Secor, Lella
SECOR, Lella
Born February 1887, Battle Creek, Michigan; died 16 January 1966, Birmingham, England
Wrote under: Lella Secor Florence, Lella Faye Secor
Daughter of William and Loretta Sowle Secor; married Philip S. Florence, 1917; children: two sons
The youngest of seven children of her mother's two marriages, Lella Secor grew up in a fatherless household. The family was poor. As a child, Secor helped in her mother's boarding house, and after high school, she found work at the Battle Creek Journal.
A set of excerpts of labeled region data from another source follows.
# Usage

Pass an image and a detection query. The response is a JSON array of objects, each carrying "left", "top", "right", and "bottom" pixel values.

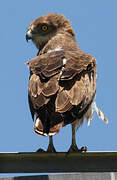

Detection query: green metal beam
[{"left": 0, "top": 152, "right": 117, "bottom": 173}]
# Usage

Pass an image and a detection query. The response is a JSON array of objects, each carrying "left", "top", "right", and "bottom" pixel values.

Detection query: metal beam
[{"left": 0, "top": 152, "right": 117, "bottom": 173}]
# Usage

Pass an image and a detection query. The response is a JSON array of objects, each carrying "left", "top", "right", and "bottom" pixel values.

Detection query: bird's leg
[
  {"left": 68, "top": 124, "right": 87, "bottom": 152},
  {"left": 47, "top": 136, "right": 56, "bottom": 153}
]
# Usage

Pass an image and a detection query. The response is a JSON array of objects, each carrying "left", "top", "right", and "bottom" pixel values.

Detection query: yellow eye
[{"left": 41, "top": 25, "right": 48, "bottom": 31}]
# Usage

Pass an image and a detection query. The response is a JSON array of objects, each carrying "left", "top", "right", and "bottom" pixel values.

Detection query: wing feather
[{"left": 28, "top": 50, "right": 96, "bottom": 132}]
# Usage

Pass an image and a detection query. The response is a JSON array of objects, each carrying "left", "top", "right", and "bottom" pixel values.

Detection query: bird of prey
[{"left": 26, "top": 13, "right": 107, "bottom": 152}]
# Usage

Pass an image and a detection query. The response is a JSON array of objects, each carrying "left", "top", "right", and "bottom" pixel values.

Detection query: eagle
[{"left": 26, "top": 13, "right": 108, "bottom": 152}]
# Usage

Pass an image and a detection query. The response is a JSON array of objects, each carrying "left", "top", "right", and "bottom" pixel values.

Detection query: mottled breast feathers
[{"left": 28, "top": 50, "right": 96, "bottom": 134}]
About 1910, Secor followed her brother to Coulee, Washington, homesteading a claim next to his. She later ceded her claim to him when she resumed her newspaper work. In 1915, Secor represented the Seattle Post-Intelligencer on Henry Ford's "Peace Ship" to Europe and returned to New York a committed pacifist.
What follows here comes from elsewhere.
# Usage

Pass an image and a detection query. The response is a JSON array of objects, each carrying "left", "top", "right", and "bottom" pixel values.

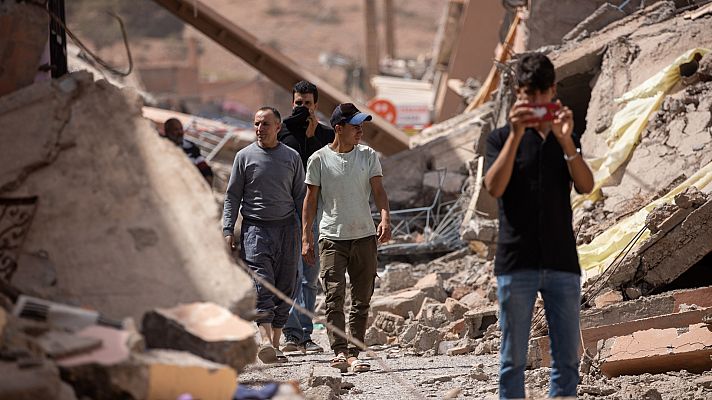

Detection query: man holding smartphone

Secor was cofounder of two organizations devoted to keeping the U.S. out of World War I—the American Neutral Conference Committee and the Emergency Peace Federation—for which she wrote impassioned advertisements, articles, and tracts. She describes this period in "The Ford Peace Ship and After," in Julian Bell's We Did Not Fight: 1914-18 Experiences of War Resisters (1935), a collection of articles by outstanding British pacificists such as Bertrand Russell, David Garnett, and Roger Angell. Secor's article is also printed in The History of the Woman's Peace Party, edited by Marie Louise Degan (1939).
In Lella Secor: A Diary in Letters, 1915-1922 (1978), edited by her daughter-in-law, Secor's letters to her mother and sisters show a woman indomitable in her quest for independence. Telling of her attempts to enlist all America's antiwar resources under one aegis, Secor's letters blaze with zeal. In 1917 Secor married British economist Philip Sargant Florence; two sons were born. The later letters describe her new life as wife and mother. Resolutely cheerful in tone, they nevertheless reveal weariness and discouragement at her loss of personal freedom.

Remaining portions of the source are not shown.